SVD exercises

{pagebreak}

Exercises

For these exercises we are again going to use:

library(tissuesGeneExpression)
data(tissuesGeneExpression)

Before we start these exercises, it is important to reemphasize that when using the SVD, in practice the solution to SVD is not unique. This because $\mathbf{UDV^\top} = \mathbf{ (-U) D (-V)^\top}$ . In fact, we can flip the sign of each column of $\mathbf{U}$ and, as long as we also flip the respective column in $\mathbf{V}$ , we will arrive at the same solution. Here is an example:

s = svd(e)
signflips = sample(c(-1,1),ncol(e),replace=TRUE)
signflips

Now we switch the sign of each column and check that we get the same answer. We do this using the function sweep. If x is a matrix and a is a vector then sweep(x,1,y,FUN="*") applies the function FUN to each row i FUN(x[i,],a[i]), in this case x[i,]*a[i]. If instead of 1 we use 2, sweep applies this to columns.

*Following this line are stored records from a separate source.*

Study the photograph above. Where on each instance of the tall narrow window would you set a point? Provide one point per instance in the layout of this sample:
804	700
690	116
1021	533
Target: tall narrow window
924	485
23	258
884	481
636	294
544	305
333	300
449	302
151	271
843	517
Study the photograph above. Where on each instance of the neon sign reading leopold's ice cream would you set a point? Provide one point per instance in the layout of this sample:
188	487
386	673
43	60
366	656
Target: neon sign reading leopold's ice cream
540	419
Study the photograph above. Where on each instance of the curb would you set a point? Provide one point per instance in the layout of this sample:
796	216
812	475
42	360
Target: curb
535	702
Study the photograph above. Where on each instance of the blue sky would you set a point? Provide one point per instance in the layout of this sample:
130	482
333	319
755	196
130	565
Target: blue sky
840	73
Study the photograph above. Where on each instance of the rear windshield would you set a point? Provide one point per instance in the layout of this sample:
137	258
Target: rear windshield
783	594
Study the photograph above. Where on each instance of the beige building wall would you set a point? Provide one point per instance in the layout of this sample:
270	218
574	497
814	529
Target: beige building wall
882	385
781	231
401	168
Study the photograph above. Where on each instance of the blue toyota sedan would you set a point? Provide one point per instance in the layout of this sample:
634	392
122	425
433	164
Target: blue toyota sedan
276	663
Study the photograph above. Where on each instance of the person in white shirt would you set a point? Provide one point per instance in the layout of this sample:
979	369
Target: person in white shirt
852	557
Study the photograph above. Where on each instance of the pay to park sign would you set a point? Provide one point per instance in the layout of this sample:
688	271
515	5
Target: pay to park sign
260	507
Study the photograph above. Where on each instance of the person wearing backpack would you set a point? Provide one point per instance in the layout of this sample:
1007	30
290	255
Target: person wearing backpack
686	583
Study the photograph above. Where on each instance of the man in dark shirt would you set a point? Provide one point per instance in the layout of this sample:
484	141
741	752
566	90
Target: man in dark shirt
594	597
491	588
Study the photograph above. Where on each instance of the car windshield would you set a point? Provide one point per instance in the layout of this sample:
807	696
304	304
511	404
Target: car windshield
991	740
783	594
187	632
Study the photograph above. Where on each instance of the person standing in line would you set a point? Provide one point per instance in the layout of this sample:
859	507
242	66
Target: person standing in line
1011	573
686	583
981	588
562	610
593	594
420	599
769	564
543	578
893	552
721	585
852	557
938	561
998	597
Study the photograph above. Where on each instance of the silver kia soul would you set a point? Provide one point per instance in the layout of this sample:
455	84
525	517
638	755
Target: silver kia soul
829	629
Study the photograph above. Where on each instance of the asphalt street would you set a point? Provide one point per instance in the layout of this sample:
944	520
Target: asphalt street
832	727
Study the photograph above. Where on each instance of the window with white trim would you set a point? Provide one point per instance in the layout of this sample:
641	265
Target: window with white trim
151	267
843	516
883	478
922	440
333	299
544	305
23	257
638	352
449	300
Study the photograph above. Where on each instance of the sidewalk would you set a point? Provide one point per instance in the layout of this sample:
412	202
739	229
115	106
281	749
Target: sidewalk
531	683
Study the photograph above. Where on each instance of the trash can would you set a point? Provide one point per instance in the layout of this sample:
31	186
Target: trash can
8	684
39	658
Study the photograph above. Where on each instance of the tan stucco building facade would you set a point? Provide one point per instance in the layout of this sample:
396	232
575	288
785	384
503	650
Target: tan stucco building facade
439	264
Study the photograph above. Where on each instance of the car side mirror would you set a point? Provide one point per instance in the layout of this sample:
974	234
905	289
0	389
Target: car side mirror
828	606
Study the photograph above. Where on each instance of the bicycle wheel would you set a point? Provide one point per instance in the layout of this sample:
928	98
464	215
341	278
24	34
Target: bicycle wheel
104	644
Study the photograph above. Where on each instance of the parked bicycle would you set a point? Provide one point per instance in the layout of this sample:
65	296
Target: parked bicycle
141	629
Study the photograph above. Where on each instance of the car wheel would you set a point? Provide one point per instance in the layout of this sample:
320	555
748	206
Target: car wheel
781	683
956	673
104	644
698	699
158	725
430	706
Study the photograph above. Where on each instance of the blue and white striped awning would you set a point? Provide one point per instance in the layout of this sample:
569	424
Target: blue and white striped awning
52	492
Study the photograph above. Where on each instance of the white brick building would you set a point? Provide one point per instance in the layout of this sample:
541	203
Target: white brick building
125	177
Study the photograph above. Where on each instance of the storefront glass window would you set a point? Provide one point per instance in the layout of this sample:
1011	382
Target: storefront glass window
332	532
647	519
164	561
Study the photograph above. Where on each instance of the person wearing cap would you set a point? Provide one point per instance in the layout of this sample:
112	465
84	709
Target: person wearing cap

To learn about sweep read ?sweep`.

newu= sweep(s$u,2,signflips,FUN="*")
newv= sweep(s$v,2,signflips,FUN="*" )
identical( s$u %*% diag(s$d) %*% t(s$v), newu %*% diag(s$d) %*% t(newv))

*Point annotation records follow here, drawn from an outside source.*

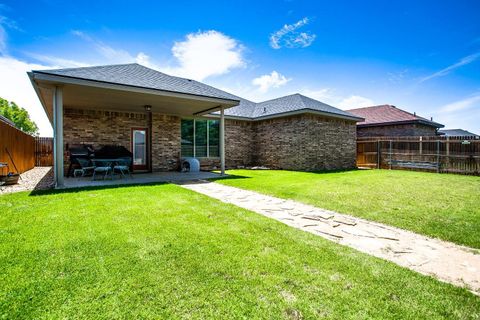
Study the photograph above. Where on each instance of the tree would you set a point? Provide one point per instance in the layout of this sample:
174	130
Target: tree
19	116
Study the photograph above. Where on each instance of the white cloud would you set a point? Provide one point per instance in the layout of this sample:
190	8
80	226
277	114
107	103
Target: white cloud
464	104
272	80
288	36
15	86
111	54
329	96
464	61
58	62
205	54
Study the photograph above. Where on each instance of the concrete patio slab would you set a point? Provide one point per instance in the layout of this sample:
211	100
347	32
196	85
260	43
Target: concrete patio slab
139	178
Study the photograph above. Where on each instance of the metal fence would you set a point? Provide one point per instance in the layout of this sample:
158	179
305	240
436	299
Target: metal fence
439	154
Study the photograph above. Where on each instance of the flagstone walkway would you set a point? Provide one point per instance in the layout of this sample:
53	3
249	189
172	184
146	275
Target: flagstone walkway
446	261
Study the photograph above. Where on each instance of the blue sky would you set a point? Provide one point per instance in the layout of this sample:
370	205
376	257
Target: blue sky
422	56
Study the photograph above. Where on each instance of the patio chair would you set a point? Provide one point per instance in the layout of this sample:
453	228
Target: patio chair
86	168
102	167
123	166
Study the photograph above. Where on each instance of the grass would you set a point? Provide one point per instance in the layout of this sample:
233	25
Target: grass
160	251
445	206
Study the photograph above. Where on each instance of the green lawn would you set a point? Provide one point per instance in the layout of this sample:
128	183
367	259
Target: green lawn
159	251
445	206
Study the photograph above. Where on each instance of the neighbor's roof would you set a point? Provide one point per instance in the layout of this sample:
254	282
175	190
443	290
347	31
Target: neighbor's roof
137	75
457	132
7	121
292	103
387	115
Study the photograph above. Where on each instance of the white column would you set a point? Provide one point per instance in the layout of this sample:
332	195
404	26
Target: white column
58	136
222	141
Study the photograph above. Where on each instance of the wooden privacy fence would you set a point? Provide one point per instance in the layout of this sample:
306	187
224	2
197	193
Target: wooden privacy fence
21	147
43	152
436	153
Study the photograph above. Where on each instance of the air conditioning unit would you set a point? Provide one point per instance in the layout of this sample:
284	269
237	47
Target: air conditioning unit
190	165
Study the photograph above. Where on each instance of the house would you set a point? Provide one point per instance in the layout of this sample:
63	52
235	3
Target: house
162	118
457	133
388	120
7	121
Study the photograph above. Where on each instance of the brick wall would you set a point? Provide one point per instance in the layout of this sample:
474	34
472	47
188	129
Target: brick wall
166	142
239	146
396	130
305	142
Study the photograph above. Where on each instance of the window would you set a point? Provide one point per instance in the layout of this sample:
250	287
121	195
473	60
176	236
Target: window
200	138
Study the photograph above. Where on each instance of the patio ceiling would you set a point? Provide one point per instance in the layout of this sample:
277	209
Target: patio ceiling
87	94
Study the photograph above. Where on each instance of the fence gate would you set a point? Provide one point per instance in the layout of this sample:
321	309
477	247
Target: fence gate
43	152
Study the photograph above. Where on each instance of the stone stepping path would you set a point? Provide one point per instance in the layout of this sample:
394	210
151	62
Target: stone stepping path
445	261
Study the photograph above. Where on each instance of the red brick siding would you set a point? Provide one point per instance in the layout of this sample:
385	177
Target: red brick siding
396	130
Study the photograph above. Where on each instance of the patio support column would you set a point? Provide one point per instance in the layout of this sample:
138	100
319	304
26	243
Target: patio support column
58	136
222	141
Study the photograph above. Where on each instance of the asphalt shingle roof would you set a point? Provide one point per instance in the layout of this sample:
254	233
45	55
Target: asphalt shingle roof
384	114
295	102
137	75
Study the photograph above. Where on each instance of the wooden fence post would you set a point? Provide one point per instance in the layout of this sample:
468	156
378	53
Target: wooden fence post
378	154
438	156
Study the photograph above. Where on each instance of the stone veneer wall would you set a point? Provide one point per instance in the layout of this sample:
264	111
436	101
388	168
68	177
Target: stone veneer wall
99	127
396	130
305	142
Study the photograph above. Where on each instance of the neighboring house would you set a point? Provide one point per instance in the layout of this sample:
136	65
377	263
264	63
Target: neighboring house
388	120
457	133
134	106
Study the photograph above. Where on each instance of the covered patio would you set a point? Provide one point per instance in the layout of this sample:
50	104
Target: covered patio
121	101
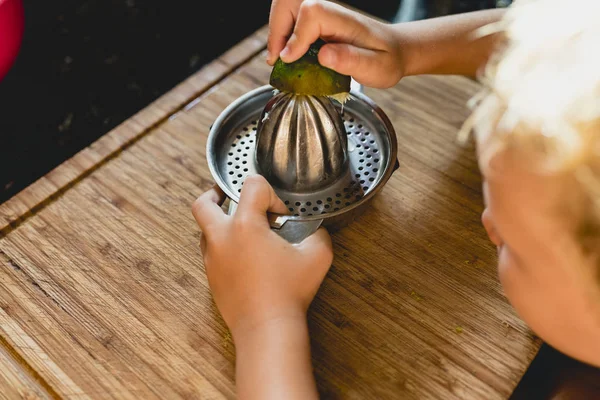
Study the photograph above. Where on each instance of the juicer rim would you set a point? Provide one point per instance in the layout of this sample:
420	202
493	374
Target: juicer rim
282	218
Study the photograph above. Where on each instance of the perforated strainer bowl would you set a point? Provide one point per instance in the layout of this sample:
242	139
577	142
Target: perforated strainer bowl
372	150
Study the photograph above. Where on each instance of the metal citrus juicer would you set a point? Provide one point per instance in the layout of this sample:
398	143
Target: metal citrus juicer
325	160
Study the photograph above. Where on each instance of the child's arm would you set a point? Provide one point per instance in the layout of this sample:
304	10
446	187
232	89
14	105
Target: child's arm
263	286
445	45
379	54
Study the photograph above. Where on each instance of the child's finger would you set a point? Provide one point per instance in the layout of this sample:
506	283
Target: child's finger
207	208
317	19
358	63
281	25
257	198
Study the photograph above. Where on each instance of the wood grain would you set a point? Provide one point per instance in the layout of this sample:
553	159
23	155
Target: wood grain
103	290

This is important to know because different implementations of the SVD algorithm may give different signs, which can lead to the same code resulting in different answers when run in different computer systems.

Compute the SVD of e
```
 s = svd(e)
```
Now compute the mean of each row:
```
 m = rowMeans(e)
```
What is the correlation between the first column of $\mathbf{U}$ and m?
In exercise 1, we saw how the first column relates to the mean of the rows of e. If we change these means, the distances between columns do not change. For example, changing the means does not change the distances:
```
 newmeans = rnorm(nrow(e)) ##random values we will add to create new means
 newe = e+newmeans ##we change the means
 sqrt(crossprod(e[,3]-e[,45]))
 sqrt(crossprod(newe[,3]-newe[,45])) 
```
So we might as well make the mean of each row 0, since it does not help us approximate the column distances. We will define y as the detrended e and recompute the SVD:
```
 y = e - rowMeans(e)
 s = svd(y)
```
We showed that $\mathbf{UDV^\top}$ is equal to y up to numerical error:
```
 resid = y - s$u %*% diag(s$d) %*% t(s$v)
 max(abs(resid))
```
The above can be made more efficient in two ways. First, using the crossprod and, second, not creating a diagonal matrix. In R, we can multiply matrices x by vector a. The result is a matrix with rows i equal to x[i,]*a[i]. Run the following example to see this.
```
 x=matrix(rep(c(1,2),each=5),5,2)
 x*c(1:5)
```
which is equivalent to:
```
 sweep(x,1,1:5,"*")
```
This means that we don’t have to convert s$d into a matrix.

Which of the following gives us the same as diag(s$d)%*%t(s$v) ?
- A) s$d %*% t(s$v)
- B) s$d * t(s$v)
- C) t(s$d * s$v)
- D) s$v * s$d
If we define vd = t(s$d * t(s$v)), then which of the following is not the same :
- A) tcrossprod(s$u,vd)
- B) s$u %*% s$d * t(s$v)
- C) s$u %*% (s$d * t(s$v) )
- D) tcrossprod( t( s$d*t(s$u)) , s$v)
Let z = s$d * t(s$v). We showed derivation demonstrating that because $\mathbf{U}$ is orthogonal, the distance between e[,3] and e[,45] is the same as the distance between y[,3] and y[,45] . which is the same as vd[,3] and vd[,45]
```
 z = s$d * t(s$v)
 ##d was deinfed in question 2.1.5
 sqrt(crossprod(e[,3]-e[,45]))
 sqrt(crossprod(y[,3]-y[,45]))
 sqrt(crossprod(z[,3]-z[,45]))
```
Note that the columns z have 189 entries, compared to 22,215 for e.

What is the difference, in absolute value, between the actual distance:
```
 sqrt(crossprod(e[,3]-e[,45]))
```
and the approximation using only two dimensions of z ?
How many dimensions do we need to use for the approximation in exercise 4 to be within 10%?
Compute distances between sample 3 and all other samples.
Recompute this distance using the 2 dimensional approximation. What is the Spearman correlation between this approximate distance and the actual distance?

The last exercise shows how just two dimensions can be useful to get a rough idea about the actual distances.